I found the songs and humor to be funny as hell, but I should warn the uninitiated that this “Sweeney Todd” is not for the feint of heart.
But fans of the musical know that the dark heart of the show has always been that wily scene-stealer, Mrs. Lovett.
I read somewhere that Stephen Soundheim loved her character so much that he actually demanded (and got!) final approval for the casting of Mrs. Lovett. And though Helena Bonham Carter wasn’t the best singer he auditioned, she was by far the best actress. And lemme tell ya, Soundheim was right. Helena Bonham Carter is spectacular in the role.
I’ve been a huge fan since I first saw her in “A Room With A View” and Carter has continued to amaze me ever since. If you haven’t seen her in “Fight Club” you haven’t lived. Not only did she blow Brad Pitt and Ed Norton off the screen, but her twisted, manic performance as Marla Singer is one of the great screen characters of the 1990’s. Really amazing stuff!

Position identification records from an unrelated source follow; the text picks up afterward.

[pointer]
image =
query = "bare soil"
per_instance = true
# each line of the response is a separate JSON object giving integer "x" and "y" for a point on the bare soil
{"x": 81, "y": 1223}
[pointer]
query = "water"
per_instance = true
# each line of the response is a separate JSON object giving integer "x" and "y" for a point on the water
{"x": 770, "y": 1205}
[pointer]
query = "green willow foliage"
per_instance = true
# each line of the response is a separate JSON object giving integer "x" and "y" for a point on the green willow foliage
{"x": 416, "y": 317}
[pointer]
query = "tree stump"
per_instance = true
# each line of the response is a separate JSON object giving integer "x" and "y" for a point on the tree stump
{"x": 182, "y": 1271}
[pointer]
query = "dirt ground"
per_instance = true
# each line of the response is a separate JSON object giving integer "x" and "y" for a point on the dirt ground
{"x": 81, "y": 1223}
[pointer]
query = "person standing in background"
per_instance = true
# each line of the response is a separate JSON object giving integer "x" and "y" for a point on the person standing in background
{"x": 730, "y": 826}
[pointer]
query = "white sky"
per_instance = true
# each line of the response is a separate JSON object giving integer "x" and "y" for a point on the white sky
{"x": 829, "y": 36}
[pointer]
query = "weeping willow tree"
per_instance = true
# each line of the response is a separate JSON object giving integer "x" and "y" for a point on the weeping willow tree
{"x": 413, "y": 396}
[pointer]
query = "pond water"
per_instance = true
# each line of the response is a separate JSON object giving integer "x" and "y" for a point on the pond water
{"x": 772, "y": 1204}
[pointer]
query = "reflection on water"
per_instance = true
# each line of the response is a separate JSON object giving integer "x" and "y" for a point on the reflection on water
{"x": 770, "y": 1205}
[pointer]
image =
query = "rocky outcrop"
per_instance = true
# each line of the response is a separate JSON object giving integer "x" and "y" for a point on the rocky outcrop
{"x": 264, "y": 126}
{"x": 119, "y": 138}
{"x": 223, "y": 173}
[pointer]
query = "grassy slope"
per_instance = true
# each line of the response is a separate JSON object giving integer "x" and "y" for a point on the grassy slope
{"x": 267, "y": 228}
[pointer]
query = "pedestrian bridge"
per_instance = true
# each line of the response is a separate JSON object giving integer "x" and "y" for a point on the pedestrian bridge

Here again, Ms. Carter — who gave birth Saturday to her second child, a daughter, with Tim Burton — rips into a really juicy part with a vengeance. And like her co-stars, I’m happy to report that Carter’s singing here is top notch. More traditionally Broadway-ish than Johnny Depp’s rock-infused vocals, Carter’s scrappy, Cockney-accented singing really steals the show.
And though the content of her “meat pies” would turn even my hearty stomach, I gotta say if Carter’s saucy Mrs. Lovett was selling them…I’d be the first in line!